The article considers a generalization of the parabolic-elliptic chemotaxis system \[ \begin{cases} u_t = \nabla \cdot((1+u)^{-m}\nabla u) - \nabla \cdot(u(1+u)^{q-1}\nabla v)\\ 0 = \Delta v + (1+u)^{\kappa} - \frac1{|\Omega|}\int_\Omega (1+u)^{\kappa} \end{cases} \] in smooth bounded domains \(\Omega\subset \mathbb{R}^n\) and under homogeneous Neumann boundary conditions.

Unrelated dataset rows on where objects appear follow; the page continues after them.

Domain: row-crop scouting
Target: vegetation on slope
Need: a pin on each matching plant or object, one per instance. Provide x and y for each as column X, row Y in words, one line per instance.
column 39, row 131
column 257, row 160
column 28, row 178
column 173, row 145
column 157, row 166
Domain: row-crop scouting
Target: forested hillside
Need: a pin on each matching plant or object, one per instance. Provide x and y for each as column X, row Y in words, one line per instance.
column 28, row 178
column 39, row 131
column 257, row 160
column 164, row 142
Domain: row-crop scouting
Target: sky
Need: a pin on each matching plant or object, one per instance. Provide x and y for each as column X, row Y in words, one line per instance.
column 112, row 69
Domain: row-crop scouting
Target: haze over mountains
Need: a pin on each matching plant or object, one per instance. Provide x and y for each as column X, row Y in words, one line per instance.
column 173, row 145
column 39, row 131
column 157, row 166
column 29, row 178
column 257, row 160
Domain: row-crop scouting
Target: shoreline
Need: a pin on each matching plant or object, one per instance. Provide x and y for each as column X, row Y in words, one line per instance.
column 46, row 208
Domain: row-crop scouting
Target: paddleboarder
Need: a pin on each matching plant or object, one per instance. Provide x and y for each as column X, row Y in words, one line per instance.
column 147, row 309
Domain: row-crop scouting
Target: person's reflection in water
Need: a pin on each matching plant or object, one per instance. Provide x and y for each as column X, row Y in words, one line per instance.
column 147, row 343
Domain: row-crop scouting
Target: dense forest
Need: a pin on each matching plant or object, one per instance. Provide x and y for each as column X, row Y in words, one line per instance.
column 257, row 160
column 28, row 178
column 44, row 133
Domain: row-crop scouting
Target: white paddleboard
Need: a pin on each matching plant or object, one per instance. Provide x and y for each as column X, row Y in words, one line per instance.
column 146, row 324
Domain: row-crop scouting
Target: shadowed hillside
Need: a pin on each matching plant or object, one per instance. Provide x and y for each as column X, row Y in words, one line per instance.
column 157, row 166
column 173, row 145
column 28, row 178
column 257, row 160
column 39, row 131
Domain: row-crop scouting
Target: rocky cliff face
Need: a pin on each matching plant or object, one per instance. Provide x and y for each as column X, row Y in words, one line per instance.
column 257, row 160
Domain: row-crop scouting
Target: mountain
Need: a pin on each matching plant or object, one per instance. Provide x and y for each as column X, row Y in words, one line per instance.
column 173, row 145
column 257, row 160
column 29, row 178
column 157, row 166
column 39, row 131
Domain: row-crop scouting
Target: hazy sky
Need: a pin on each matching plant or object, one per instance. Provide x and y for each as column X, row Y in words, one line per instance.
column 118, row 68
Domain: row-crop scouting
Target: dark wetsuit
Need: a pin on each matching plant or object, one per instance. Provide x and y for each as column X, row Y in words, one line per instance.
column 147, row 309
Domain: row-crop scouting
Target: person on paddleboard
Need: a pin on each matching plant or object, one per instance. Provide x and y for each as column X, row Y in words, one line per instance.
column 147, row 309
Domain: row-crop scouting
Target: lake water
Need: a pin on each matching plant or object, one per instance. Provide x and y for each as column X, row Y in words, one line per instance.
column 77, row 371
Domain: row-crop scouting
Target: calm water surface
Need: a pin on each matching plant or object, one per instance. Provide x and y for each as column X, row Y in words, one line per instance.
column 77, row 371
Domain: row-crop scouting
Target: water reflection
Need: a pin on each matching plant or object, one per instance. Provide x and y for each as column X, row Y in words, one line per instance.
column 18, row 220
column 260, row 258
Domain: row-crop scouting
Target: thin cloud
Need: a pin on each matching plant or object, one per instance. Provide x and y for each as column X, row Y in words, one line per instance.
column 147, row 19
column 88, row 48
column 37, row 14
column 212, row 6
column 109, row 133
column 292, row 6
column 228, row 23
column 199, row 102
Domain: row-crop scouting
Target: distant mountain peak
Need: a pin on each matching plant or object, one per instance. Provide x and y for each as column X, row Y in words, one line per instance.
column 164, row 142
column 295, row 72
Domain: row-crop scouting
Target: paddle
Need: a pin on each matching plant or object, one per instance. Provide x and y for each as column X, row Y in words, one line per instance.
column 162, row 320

It is shown that solutions emanating from nonnegative \(C^1\) initial data are global and bounded if \[ m+\kappa+q < \frac{n+2}{n}, \] whereas if \(\Omega=B_R\) and \[ \kappa+q>\frac{n+2}{n}\quad (m\ge 0) \quad \text{ or } \quad m+\kappa+q > \frac{n+2}{n} \quad (m<0), \] then radially symmetric initial data leading to finite-time blow-up can be found.
The blow-up proof is based on a study of the behaviour of \[ \Phi(t)=\int_0^{s_0} s^{-\alpha} (s_0-s) w(s,t) ds \] for \[ w(s,t)= n \int_0^{s^{\frac{1}{n}}} \rho^{n-1} u(\rho,t) d\rho \] in the tradition of W. Jäger and S. Luckhaus [Trans. Am. Math. Soc. 329, No. 2, 819–824 (1992; Zbl 0746.35002)] and M. Winkler [Z. Angew. Math. Phys. 69, No. 2, Paper No. 40, 25 p. (2018; Zbl 1395.35048)].